There are drawbacks, however: The technique doesn't scale well to larger models due to “computational challenges” that require “optimizations” to reduce overhead, the researchers explain in their paper, so while the initial work is promising, don't expect it to be adopted anytime soon.
Model of the Week
Recently, new image generation models have emerged that seem to be gaining momentum to rival existing models such as Midjourney and OpenAI's DALL-E 3.
The model (or rather, the family of models), called Flux.1, was developed by Black Forest Labs, a startup founded by former Stability AI researchers, many of whom were involved in the creation of Stable Diffusion and its many successors. (Black Forest Labs announced its first funding round last week, a $31 million seed round led by Andreessen Horowitz.)
The most sophisticated Flux.1 model, Flux.1 Pro, is only available via API. But Black Forest Labs has released two smaller models with lighter restrictions for commercial use on its AI development platform Hugging Face: Flux.1 Dev and Flux.1 Schnell (German for “fast”). According to Black Forest Labs, both are comparable to Midjourney and DALL-E 3 in terms of the quality of images they can generate and how well they respond to prompts.

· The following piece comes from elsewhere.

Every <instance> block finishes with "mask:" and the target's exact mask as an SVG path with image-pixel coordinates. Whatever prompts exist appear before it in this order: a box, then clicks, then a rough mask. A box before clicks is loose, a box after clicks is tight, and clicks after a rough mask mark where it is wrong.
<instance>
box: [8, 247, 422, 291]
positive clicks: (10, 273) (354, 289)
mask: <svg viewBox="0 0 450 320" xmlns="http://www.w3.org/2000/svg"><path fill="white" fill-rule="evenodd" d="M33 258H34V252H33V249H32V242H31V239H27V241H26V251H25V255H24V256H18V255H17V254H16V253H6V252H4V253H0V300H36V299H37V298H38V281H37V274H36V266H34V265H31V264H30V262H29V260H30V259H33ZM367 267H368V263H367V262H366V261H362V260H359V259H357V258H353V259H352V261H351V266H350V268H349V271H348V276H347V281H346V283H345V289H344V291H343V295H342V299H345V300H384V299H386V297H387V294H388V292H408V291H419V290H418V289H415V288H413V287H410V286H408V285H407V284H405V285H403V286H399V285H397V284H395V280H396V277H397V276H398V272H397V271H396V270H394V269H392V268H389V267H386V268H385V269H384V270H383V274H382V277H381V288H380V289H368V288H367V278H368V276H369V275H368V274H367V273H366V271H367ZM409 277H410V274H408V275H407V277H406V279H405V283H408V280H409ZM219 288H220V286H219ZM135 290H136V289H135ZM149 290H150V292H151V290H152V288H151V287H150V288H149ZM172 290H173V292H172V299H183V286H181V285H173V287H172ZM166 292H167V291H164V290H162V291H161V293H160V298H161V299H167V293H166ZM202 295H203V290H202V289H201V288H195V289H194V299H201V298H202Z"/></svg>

They're especially impressive for their ability to insert text into images, something no image-generating model has been able to do before.

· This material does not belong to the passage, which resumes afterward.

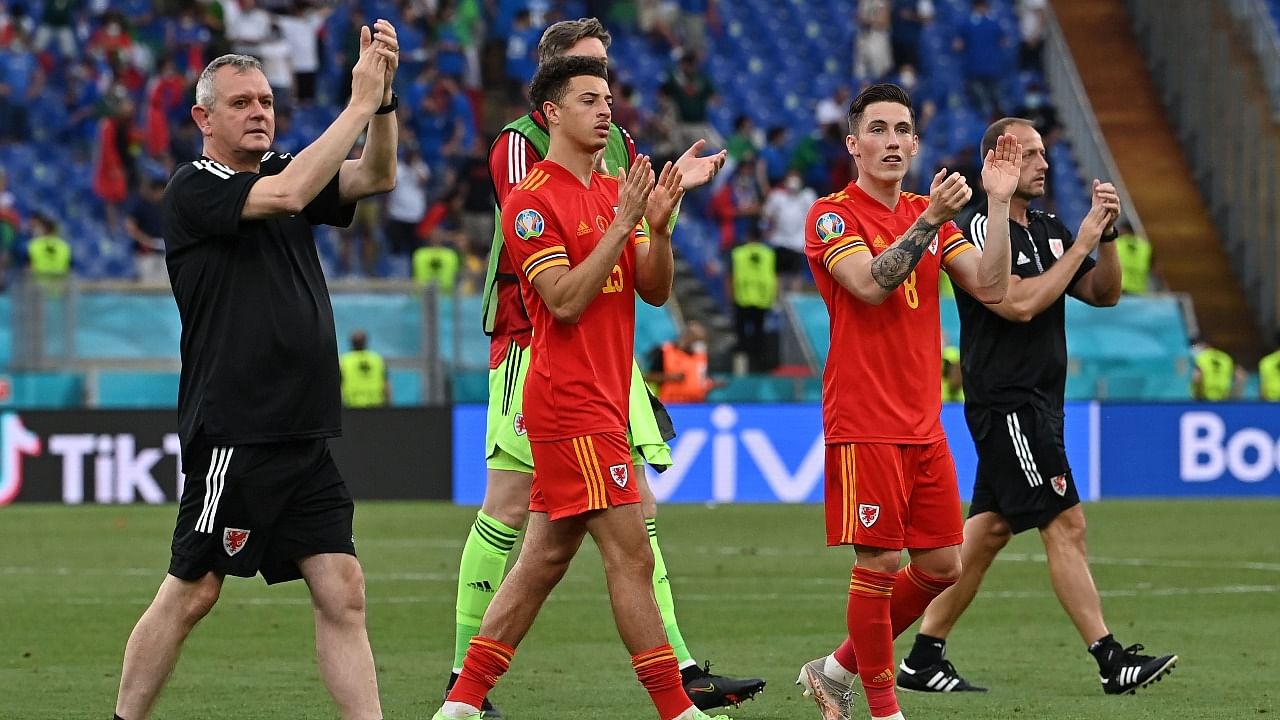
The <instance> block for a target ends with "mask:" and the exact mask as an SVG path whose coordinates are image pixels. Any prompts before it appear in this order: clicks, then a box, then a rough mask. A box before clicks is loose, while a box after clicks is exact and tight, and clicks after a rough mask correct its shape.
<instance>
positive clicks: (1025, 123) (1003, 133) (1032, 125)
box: [979, 118, 1036, 158]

Black Forest Labs has chosen not to share the data used to train its model (a concern given the copyright risks inherent in this kind of AI image generation), and the startup has not gone into detail about how it plans to prevent Flux.1 from being misused. For now, it's clearly taking a hands-off approach, so users should exercise caution.
Grab Bag
Generative AI companies are increasingly employing the fair use defense when they train their models on copyrighted data without the permission of the data's owners. For example, AI music generation platform Suno recently argued in court that it had permission to use artists and labels' songs without informing or compensating them.
That's reportedly Nvidia's (perhaps wishful thinking) thinking, too. According to a 404 Media report published this week, Nvidia is training a large-scale video generation model, code-named Cosmos, on content from YouTube and Netflix. Executives have given the go-ahead for the project, confident that it will survive legal battles thanks to current interpretations of U.S. copyright law.
So will fair use save companies like Sunos, Nvidia, OpenAI, Midjourneys, and others from the legal battles? It remains to be seen. The litigation will no doubt take a long time to resolve. It's entirely possible that the generative AI bubble will burst before a precedent is established. If not, creators, from artists to musicians, authors, songwriters, and videographers, will either have to look forward to big money or face the uncomfortable truth that everything they publish is subject to training by generative AI companies.